WITNESSING

Witnessing

1In the presence of God and of Christ Jesus, who is to judge the living and the dead, and in view of his appearing and his kingdom, I solemnly urge you: 2 proclaim the message; be persistent whether the time is favorable or unfavorable; convince, rebuke, and encourage with the utmost patience in teaching. 3 For the time is coming when people will not put up with sound teaching, but, having their ears tickled, they will accumulate for themselves teachers to suit their own desires 4 and will turn away from listening to the truth and wander away to myths. 5 As for you, be sober in everything, endure suffering, do the work of an evangelist, carry out your ministry fully.

2 Timothy 4:1-5 (NRSV)

STORY

Johnny Cash, having once himself been in prison, made it his mission that throughout his career he would sing in penitentiaries, hoping his life story and the words of his songs would reconcile others to the good life. On New Year’s Day he performed in San Quentin Penitentiary, and there was an inmate in the audience who heard his message and took it to heart. The early years of this inmate were spent living in a house that his father fashioned from an abandoned refrigerated railroad car. When he was nine-years-old his father died, throwing his child into a world of chaos. Two years later the boy hopped his first railroad car and began a life of crime. In 1958 he was sentenced to San Quentin for burglary. This inmate dabbled in singing and playing the guitar prior to prison, but after hearing Johnny Cash, the year was 1959 or 1960, we don’t know which, he vowed to make music his life’s ambition. Upon his release from prison, he pursued his dream and became one of the greatest Country-Western singers of all time, with 38 number one country hits. That inmate’s name was Merle Haggard.

DEVOTION

When Paul wrote his letter to Timothy he was imprisoned in Rome, most significantly for the disruption he caused in Jerusalem. Paul had already gone to trial once, and his second trial was soon to convene. Paul made no pretense that the verdict of his second trial would be capital punishment. Paul, having been a faithful servant of Jesus the Christ, willingly accepted his approaching execution, which would be beheading by a sword. Historians record Paul’s execution on June 29, 67. Paul, who was a few years younger than Jesus, died at the age of 63. Paul, on his missionary journeys, travelled over 10,000 miles.

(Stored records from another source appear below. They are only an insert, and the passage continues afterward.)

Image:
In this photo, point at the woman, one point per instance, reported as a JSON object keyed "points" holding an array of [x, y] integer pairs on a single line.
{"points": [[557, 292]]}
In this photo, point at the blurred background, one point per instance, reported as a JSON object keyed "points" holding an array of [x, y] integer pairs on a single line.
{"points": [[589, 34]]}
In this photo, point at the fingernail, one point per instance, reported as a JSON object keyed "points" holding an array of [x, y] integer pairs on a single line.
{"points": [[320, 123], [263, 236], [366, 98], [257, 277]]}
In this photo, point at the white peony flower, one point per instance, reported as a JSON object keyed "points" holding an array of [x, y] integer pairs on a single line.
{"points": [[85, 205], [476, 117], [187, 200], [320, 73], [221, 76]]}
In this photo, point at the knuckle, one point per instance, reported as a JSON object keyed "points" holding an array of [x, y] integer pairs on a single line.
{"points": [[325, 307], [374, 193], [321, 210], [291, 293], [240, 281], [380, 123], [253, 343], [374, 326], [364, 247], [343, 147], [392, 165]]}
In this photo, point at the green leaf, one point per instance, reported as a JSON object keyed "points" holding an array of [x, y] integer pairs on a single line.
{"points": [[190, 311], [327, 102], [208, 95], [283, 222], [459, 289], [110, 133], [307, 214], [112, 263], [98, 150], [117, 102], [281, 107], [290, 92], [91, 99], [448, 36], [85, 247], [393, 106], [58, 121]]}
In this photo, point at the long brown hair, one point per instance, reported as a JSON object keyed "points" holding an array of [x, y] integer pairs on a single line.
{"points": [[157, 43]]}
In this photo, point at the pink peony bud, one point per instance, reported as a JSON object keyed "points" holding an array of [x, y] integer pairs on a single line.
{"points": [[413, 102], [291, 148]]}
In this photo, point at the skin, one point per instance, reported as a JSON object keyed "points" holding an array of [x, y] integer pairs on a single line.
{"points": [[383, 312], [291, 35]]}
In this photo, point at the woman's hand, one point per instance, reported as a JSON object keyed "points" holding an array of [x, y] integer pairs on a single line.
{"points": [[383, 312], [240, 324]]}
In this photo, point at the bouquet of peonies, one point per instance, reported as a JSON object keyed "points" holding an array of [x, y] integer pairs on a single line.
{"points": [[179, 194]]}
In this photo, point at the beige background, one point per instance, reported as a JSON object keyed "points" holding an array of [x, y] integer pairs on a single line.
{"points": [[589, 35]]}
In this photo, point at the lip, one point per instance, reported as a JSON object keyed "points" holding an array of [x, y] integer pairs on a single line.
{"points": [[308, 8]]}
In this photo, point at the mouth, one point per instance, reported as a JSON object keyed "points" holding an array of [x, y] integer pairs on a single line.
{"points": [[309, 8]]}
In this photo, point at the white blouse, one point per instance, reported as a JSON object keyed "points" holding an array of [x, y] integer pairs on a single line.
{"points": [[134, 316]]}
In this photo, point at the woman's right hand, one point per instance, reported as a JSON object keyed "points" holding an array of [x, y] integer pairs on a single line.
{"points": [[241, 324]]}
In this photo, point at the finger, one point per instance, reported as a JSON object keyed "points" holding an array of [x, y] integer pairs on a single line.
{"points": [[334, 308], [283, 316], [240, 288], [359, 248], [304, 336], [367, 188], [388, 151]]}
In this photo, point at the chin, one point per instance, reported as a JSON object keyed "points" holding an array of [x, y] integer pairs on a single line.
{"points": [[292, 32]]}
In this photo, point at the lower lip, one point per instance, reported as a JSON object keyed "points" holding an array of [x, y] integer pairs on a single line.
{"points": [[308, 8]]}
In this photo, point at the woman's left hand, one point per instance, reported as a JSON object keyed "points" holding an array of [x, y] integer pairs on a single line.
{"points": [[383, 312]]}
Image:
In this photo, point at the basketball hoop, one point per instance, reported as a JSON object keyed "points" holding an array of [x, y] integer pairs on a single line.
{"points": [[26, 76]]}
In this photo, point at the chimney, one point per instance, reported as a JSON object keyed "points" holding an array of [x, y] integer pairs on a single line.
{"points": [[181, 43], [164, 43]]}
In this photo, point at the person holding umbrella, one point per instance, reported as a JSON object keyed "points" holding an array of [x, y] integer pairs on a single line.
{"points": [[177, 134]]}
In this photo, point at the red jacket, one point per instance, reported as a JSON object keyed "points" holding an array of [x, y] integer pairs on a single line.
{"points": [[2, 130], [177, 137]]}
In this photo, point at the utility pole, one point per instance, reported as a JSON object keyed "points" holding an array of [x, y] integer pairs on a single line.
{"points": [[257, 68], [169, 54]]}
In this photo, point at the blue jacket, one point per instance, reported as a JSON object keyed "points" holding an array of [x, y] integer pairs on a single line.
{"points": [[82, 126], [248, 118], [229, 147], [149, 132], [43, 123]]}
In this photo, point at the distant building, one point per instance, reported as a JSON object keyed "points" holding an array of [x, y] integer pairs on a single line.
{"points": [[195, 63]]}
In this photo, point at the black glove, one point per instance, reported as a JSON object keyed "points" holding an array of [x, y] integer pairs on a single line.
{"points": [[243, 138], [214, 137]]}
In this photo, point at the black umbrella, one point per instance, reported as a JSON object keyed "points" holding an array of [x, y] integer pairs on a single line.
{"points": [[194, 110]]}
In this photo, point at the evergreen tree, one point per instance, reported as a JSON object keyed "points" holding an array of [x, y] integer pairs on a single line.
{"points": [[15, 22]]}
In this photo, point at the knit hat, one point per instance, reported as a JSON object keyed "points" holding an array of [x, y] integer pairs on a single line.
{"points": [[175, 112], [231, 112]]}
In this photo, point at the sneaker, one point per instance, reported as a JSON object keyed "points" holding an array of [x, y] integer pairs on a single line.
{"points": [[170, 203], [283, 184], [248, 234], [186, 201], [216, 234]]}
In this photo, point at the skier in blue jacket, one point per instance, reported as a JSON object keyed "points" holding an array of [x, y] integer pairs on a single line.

Paul is writing the last letter of his missionary service to his beloved Timothy. Their relationship is so intimate that Paul often referred to Timothy as his “son.”

Timothy’s father was Greek and his mother was Jewish. Paul, on one of his missionary journeys, met Timothy in his home town of Lystra. As a result of Paul’s testimony, Timothy became one of the apostle’s earliest Gentile converts. In the succeeding years, Timothy became a constant companion of Paul. The scriptures indicate that Paul actually made Timothy his successor, who would oversee the churches that Paul established after his execution in Rome.

In a letter that is absent of doctrine, as a father would speak to a son, Paul encourages Timothy to continue the ministry that they established in partnership. Paul offered Timothy a lot of advice in his two letters from prison, one of which focused on witnessing. The advice that Paul gave to Timothy is advice that we all must heed, “proclaim the message; be persistent whether the time is favorable or unfavorable; convince, rebuke, and encourage with the utmost patience in teaching.”

Johnny Cash, standing on the stage in San Quentin Petitionary, didn’t know if the time to preach was favorable or unfavorable, but preach he did. With that witness, one unknown convict, Merle Haggard, became a Country-Western and gospel singer.

Haggard sang many traditional hymns, and many that were not generally known to the public. One of which is Life’s Railway To Heaven. This hymn was written in 1890 by a Baptist minister in Georgia. The lyrics are a reflection of Merle Haggard’s life journey. The hymn compares our lives to riding on railroad tracks. These tracks, like our lives, have many twists and turns. Though as Christians we ride these rails secure in knowing that our lives are guided by a brave engineer – our Lord and Savior Jesus the Christ.

The first stanza reads:

Life is like a mountain railroad,
With an engineer that’s brave;
We must make the run successful
From the cradle to the grave;
Watch the curves, the fills, the tunnels,
Never falter, never quail;
Keep your hand upon the throttle,
And your eye upon the rail.

The refrain gives all passengers on the train of life security as it reads:

Blessed Savior, Thou wilt guide us,
Till we reach the blissful shore,
Where the angels wait to join us
In Thy praise forevermore.

In the shadow of the Apostle Paul, Johnny Cash, with his witness at San Quentin Penitentiary, and Merle Haggard, with his gospel hymns, became representatives of Timothy as they stood on stage. Let us be certain that our spiritual testimony, as followers of the teachings and life of the Apostle Paul, bestows upon us the recognition that we are the Timothy’s of the church today.